Your website is usually the hub of your company’s marketing presence and probably the most important thing to get right when embarking on an online strategy.
In PR terms, there have been too many occasions over the last couple of years when great businesses have approached us looking to drive traffic to their website, when the website itself is far from at its best.
Hopefully by thinking about six of the below points at the start of a website project, everybody will benefit.
How can I make changes and how much will it cost?
A website is never finished. Your business is always evolving and your website needs to be built to allow you to reflect these changes. On many occasions I have seen businesses lured in by a low cost website only to pay through the nose to make simple text and image changes once it is handed over. For simpler brochure websites, I would advocate the use of an open source content management system (CMS) such as WordPress or Concrete 5. Not only are these free to use, they are all simple to update, potentially saving you hundreds of pounds.
How will it look on mobile devices?
Smartphones and tablets (iPads being the most popular) now account for over 40% of internet connections. With this set to grow massively in the next few years, if you don’t optimise your website for mobile devices, in effect you’re alienating a large percentage of potential visitors from your website. This doesn’t mean building a parallel mobile version of your website (there are strong arguments against their effectivness), but you should ask your developer to show you websites they have built in the past on mobile and see how easy they are to use.
How will I know it’s working?
If you’re going to invest a significant amount of money in your website, you will want to know the level of results it’s delivering. Why are some pages more successful than others? Which sites are sending more traffic to your website? Is that expensive pay per click campaign delivering a good return on investment? Google Analytics is a free system that is really simple to use but can also give you a wealth of data about how your website is performing, which can help you to make improvements.
How will it be optimised for search engines?
Metadata, keywords, and tags may seem alien to you, but they should be bread and butter to your web developer. Don’t be afraid to ask what they are going to do to make your website more visible to search engines. After all, if you’re not on the first page of results for key phrases you want to be associated with, research has shown that you’ll only be visited by a tiny percentage of potential customers.
Why aren’t there examples of work on your website?
Word of mouth and customer endorsements are still two of the best ways of buying any product, and websites are no different. Ask to be put in touch with recent customers and view examples of their work online.
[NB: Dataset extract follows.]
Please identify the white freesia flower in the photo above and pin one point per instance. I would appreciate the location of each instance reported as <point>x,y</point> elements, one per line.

Who is going to provide the content?
A website can be optimised to the nines for search engines, and be perfectly built, but if the content is no good then people aren’t going to be interested and you won’t achieve your goals. If you have to provide photography and copywriting then make sure you budget for it. Top photography offers a fantastic return on investment – allow £450 to £600 for a one day shoot with a professional. Creating engaging copy which reflects the positive aspects of your business is also one of the most important and yet overlooked facets of your website. If you are going to write it yourself, make sure you proof it thoroughly for spelling and grammatical errors. As this BBC article from the Spring states, a single spelling mistake can cut online sales in half.